Samenvatting
Doel
Vaststellen en verklaren van praktijkvariatie in de diagnostiek en de behandeling van benigne prostaathyperplasie (BPH).
Opzet
Transversaal onderzoek.
Plaats
Gestratificeerde steekproef van 12 urologische praktijken verspreid over Nederland.
Methode
Van 670 opeenvolgende, nieuw verwezen BPH-patiënten ≥ 50 jaar werden gegevens vastgelegd over mictieklachten, ondervonden hinder en seksueel functioneren (vragenlijst patiënt), diagnostische bevindingen (status), initiële behandelingskeuze en motivatie daarvoor (vragenlijst uroloog). De praktijkvariatie werd aan de hand van kenmerken van patiënt en uroloog integraal geanalyseerd.
Resultaten
Voor de diagnostische verrichtingen werd de grootste variatie (interkwartielafstanden) gevonden voor echografie van de prostaat (19-86), van de nieren (19-68) en van de blaas (42-91) en de kleinste voor rectaal toucher (97-100) en bloed- en urineonderzoek (respectievelijk 88-100 en 86-99).

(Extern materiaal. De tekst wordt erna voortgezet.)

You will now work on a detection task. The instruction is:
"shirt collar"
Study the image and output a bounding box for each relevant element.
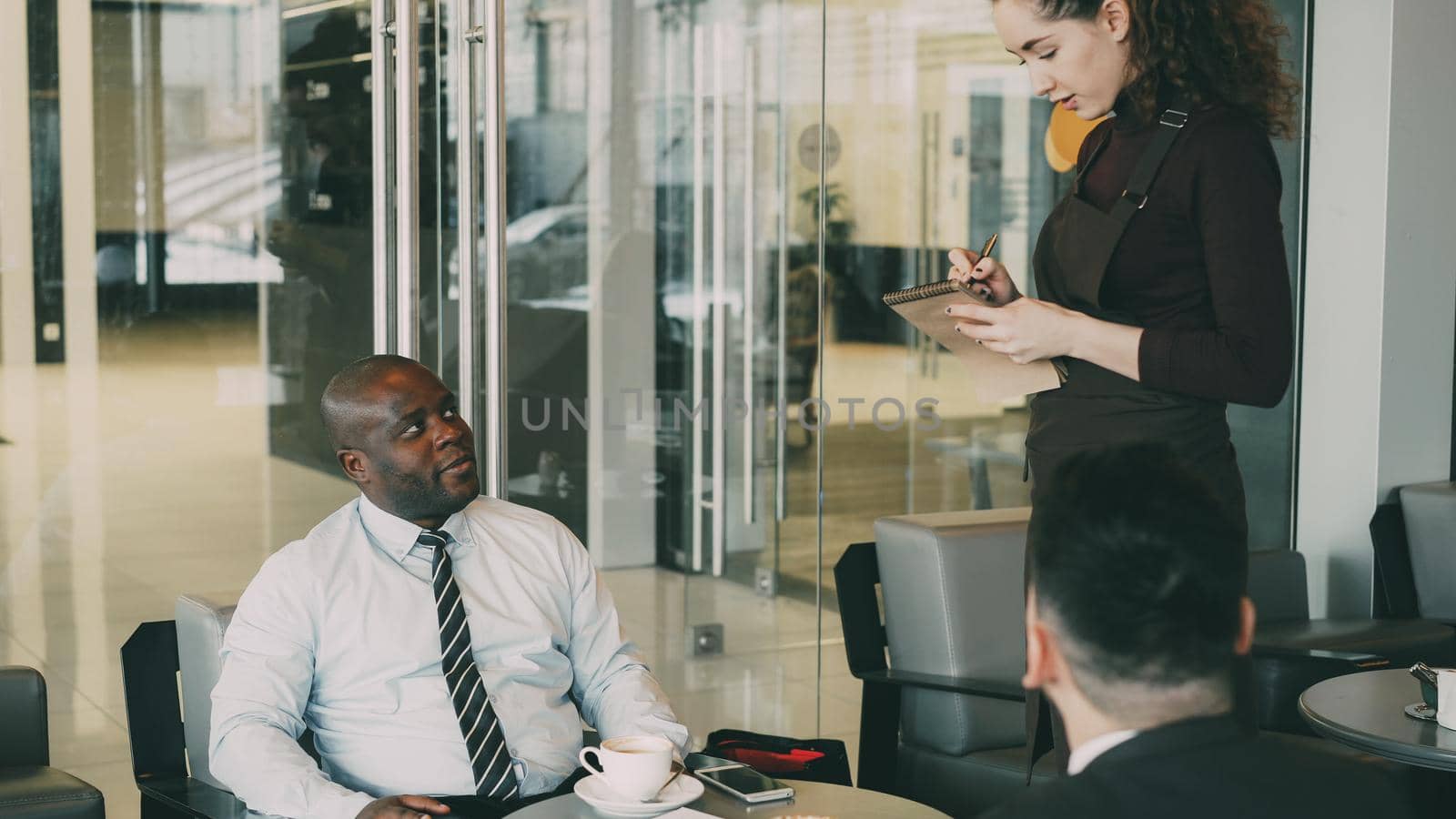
[1067,730,1138,777]
[359,494,470,562]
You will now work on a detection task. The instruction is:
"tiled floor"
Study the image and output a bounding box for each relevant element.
[0,339,859,819]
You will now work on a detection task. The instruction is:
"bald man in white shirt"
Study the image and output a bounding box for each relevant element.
[209,356,689,819]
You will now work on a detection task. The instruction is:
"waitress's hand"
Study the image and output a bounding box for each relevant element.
[946,298,1087,364]
[951,248,1021,306]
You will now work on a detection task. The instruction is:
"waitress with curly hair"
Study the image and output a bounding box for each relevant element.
[951,0,1299,770]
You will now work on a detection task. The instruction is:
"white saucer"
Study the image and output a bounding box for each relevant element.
[572,775,703,816]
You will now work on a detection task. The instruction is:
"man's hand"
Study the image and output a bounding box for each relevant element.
[357,795,450,819]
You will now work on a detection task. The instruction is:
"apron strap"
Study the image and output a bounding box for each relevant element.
[1111,104,1191,225]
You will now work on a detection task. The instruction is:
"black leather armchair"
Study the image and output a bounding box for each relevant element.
[1249,550,1456,736]
[0,666,106,819]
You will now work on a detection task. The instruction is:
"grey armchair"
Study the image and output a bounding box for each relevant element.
[0,666,106,819]
[834,509,1054,816]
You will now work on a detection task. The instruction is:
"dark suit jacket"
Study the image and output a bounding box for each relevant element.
[981,717,1412,819]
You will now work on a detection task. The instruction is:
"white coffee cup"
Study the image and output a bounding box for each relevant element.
[1436,669,1456,730]
[577,736,672,802]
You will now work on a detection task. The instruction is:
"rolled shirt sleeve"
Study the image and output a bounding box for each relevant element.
[208,550,374,819]
[556,523,690,755]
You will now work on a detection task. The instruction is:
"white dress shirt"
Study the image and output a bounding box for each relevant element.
[1067,730,1138,777]
[209,497,689,819]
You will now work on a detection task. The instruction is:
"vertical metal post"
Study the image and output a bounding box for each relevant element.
[774,0,791,521]
[709,22,728,577]
[480,0,507,500]
[395,0,420,359]
[692,17,712,571]
[369,0,395,353]
[450,0,477,455]
[743,49,759,523]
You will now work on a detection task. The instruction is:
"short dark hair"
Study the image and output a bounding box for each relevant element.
[1028,444,1248,686]
[318,354,424,449]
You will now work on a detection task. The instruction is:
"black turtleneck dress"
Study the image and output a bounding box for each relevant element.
[1026,98,1294,528]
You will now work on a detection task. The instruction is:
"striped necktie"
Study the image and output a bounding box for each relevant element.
[415,529,519,799]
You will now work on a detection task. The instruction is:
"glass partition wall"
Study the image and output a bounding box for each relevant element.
[0,0,1308,804]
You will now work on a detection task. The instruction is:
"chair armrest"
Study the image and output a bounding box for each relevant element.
[136,777,251,819]
[854,669,1026,703]
[1254,642,1390,671]
[0,666,51,766]
[1254,642,1390,736]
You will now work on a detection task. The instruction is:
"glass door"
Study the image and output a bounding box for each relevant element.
[476,0,821,739]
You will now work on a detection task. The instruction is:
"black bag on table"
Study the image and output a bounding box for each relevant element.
[703,729,854,787]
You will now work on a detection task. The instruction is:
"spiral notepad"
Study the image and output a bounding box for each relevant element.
[883,278,1063,404]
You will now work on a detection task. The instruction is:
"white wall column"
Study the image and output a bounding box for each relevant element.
[1296,0,1456,616]
[0,3,35,366]
[60,0,96,368]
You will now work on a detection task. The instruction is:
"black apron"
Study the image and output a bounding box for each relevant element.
[1026,105,1248,778]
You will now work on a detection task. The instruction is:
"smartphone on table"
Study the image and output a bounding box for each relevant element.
[693,763,794,803]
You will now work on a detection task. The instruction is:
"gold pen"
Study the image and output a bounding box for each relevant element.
[963,233,1000,301]
[976,233,1000,261]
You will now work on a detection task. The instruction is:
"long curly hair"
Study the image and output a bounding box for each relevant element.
[993,0,1300,137]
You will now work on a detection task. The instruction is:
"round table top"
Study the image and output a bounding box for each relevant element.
[511,781,945,819]
[1299,669,1456,771]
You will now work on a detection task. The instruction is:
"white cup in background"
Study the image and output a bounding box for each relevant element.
[577,734,672,802]
[1436,669,1456,730]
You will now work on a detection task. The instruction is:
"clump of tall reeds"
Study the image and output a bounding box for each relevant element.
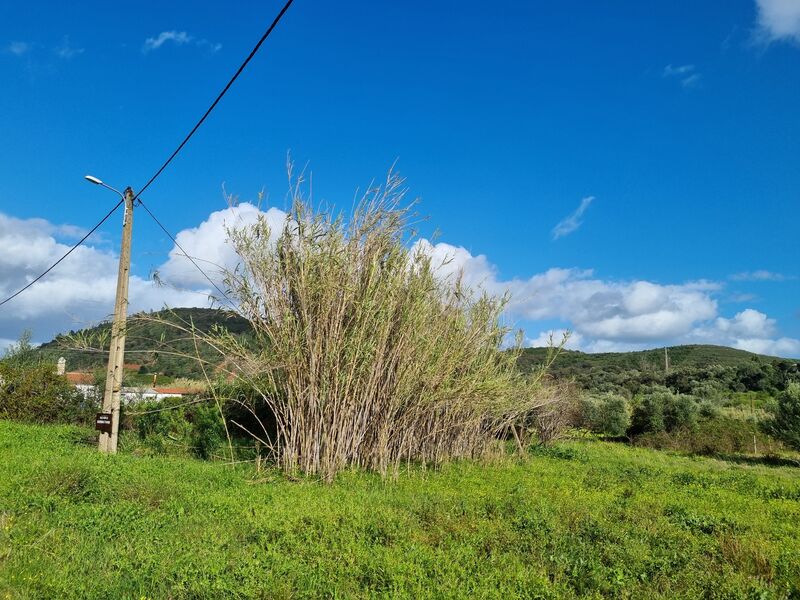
[212,174,542,480]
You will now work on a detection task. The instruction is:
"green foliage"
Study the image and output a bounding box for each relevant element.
[212,173,544,480]
[581,394,631,437]
[630,388,698,435]
[0,422,800,600]
[764,383,800,450]
[0,353,95,423]
[519,345,800,403]
[36,308,252,382]
[122,396,231,459]
[2,329,42,368]
[633,414,782,460]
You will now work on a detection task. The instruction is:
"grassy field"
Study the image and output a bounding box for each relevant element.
[0,421,800,598]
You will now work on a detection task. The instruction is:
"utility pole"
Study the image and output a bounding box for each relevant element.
[100,188,133,454]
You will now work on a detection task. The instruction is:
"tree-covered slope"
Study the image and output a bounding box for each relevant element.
[35,308,250,377]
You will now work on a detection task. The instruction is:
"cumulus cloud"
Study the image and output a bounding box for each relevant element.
[159,202,287,287]
[142,30,192,52]
[6,42,31,56]
[553,196,594,240]
[729,269,794,281]
[756,0,800,44]
[662,65,702,88]
[142,29,222,53]
[687,308,800,358]
[417,240,800,356]
[55,35,84,60]
[525,329,584,350]
[0,203,800,357]
[0,213,207,341]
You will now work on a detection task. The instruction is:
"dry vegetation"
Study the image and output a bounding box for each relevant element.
[181,174,561,480]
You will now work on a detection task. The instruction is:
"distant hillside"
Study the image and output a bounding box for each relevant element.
[39,308,251,377]
[519,344,797,374]
[519,345,800,398]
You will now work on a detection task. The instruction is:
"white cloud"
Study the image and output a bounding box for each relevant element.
[0,213,207,341]
[661,65,703,88]
[525,329,584,350]
[142,30,222,54]
[756,0,800,44]
[716,308,775,338]
[159,202,287,287]
[6,42,31,56]
[729,269,795,281]
[0,203,800,357]
[664,65,694,77]
[417,240,800,356]
[553,196,594,240]
[55,35,84,60]
[142,30,192,52]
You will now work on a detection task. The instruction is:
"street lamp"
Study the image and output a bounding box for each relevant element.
[83,175,125,198]
[85,175,133,454]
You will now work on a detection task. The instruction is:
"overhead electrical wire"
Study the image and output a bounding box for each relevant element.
[0,0,294,306]
[0,200,124,306]
[134,0,294,199]
[139,198,233,305]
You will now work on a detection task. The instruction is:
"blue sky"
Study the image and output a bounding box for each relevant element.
[0,0,800,356]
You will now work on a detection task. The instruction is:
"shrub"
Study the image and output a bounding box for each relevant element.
[0,360,91,423]
[763,383,800,450]
[630,389,698,435]
[634,416,780,455]
[581,394,631,437]
[193,175,541,480]
[532,382,580,450]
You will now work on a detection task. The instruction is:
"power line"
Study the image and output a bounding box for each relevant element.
[134,0,294,200]
[0,0,294,306]
[0,200,125,306]
[139,198,233,306]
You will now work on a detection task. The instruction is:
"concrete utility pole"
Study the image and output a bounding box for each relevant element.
[97,185,133,454]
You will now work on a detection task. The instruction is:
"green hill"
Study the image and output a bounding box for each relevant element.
[39,308,251,377]
[519,345,800,397]
[519,344,797,373]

Voor de belangrijkste therapiekeuzen bedroegen de interkwartielafstanden respectievelijk 24-42 (chirurgie), 32-49 (afwachtend beleid), 5-29 (α-blokkers) en 0-17 (5-α-reductase-remmer). De variatie in diagnostiek hing zowel samen met kenmerken van de uroloog en de werksetting als met die van de patiënt. Met betrekking tot de variatie in de therapiekeuze bleken symptomenbeeld, hinder, seksuele activiteit, piekstroom, hoeveelheid urineresidu, prostaatvolume, comorbiditeit, ervaring van de uroloog en type ziekenhuis de belangrijkste verklarende variabelen.
Conclusie
Er bestaat een aanzienlijke variatie in diagnostiek en therapiekeuze bij BPH. Deze variatie hangt samen met kenmerken zowel van de patiënt als van de uroloog en de werksetting.